Raising awareness and taking action
As a one of the first cultural institutions to sign the We Are Still In pledge, the Aquarium continues to lead the charge in advocating for public policies addressing climate change and ocean acidification. We strive to inspire our 2 million annual guests and 3 million social media followers to take action on climate, coupling science-based climate information with community-level solutions. We also conduct scientific research on the ocean impacts of climate change, on our own and in collaboration with our colleagues at the Monterey Bay Aquarium Research Institute.

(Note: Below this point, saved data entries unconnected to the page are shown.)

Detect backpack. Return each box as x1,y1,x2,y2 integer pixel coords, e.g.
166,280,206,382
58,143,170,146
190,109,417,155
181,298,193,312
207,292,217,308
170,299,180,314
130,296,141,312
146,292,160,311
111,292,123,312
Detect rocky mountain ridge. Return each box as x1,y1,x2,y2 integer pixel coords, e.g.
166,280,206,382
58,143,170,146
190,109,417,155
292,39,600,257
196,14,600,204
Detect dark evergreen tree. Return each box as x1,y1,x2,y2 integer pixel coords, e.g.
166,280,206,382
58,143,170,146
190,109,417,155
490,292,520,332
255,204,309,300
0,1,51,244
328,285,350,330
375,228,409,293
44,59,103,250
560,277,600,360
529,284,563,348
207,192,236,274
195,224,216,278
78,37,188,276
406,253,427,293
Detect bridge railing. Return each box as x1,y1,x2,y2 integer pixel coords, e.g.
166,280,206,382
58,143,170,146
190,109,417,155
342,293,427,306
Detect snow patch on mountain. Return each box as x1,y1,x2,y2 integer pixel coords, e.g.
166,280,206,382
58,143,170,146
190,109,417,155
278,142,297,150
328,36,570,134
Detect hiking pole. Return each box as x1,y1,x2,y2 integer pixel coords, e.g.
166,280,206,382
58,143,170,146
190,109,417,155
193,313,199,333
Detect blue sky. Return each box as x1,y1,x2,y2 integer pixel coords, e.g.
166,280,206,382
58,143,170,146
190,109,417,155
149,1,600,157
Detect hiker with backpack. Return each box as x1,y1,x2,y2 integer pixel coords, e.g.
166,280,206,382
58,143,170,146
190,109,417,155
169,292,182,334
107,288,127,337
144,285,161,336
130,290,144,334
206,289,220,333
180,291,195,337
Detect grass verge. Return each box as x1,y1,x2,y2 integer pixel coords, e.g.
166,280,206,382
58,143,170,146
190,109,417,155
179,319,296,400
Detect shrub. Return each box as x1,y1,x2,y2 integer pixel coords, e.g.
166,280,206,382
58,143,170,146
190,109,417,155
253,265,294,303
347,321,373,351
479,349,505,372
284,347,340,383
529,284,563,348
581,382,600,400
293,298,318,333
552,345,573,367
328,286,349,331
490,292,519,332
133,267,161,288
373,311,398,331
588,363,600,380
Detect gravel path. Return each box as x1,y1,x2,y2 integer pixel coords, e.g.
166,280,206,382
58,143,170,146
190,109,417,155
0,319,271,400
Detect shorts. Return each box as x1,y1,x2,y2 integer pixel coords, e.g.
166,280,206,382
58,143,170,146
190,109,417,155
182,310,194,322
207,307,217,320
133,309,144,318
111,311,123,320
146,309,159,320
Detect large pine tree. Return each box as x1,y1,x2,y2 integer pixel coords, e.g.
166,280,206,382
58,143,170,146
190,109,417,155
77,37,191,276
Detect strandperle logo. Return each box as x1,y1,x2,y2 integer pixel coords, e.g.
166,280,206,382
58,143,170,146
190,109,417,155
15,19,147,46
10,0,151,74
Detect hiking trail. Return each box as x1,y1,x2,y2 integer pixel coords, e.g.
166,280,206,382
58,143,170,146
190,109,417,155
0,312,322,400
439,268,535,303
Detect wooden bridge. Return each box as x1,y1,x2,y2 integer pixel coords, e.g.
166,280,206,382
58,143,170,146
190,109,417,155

Over the past several years, the Aquarium has steadily reduced carbon emissions from our operations by employing energy efficiency measures, and by encouraging employees to use low-carbon transportation. Employee incentives include free bus passes, interest-free loans to purchase commuter bicycles, and easy access to electric-vehicle charging stations.
We are also pursuing U.S. Green Building Council LEED Gold certification, which includes integrated design elements to reduce emissions, for our new 25,000-square-foot Bechtel Family Center for Ocean Education and Leadership.
Powered by carbon-free energy
Earlier this year, the Aquarium’s electricity went “carbon free” when we became the first business in the Monterey Bay region to enroll in a new service option drawing only from wind and solar power. The service, MBPrime, is offered through Monterey Bay Community Power, a community choice energy provider serving Monterey, Santa Cruz and San Benito counties.
In 2017, the Aquarium was certified as a carbon-neutral organization when we offset our estimated carbon emissions with high-quality carbon credits from two REDD (Reduced Emissions from Deforestation and Degredation) projects: Rimba Raya REDD+ in Indonesia and the Valdivian Coastal Reserve REDD in Chile. Both meet the requirements of the Carbon Neutral Protocol.
By expanding on our existing climate commitments, the Aquarium is contributing to California’s leadership on climate.
“We will continue to support California in advocating for meaningful climate action through government policies,” Margaret said. “Through these efforts, the Aquarium is acting with the urgency that the climate crisis demands.”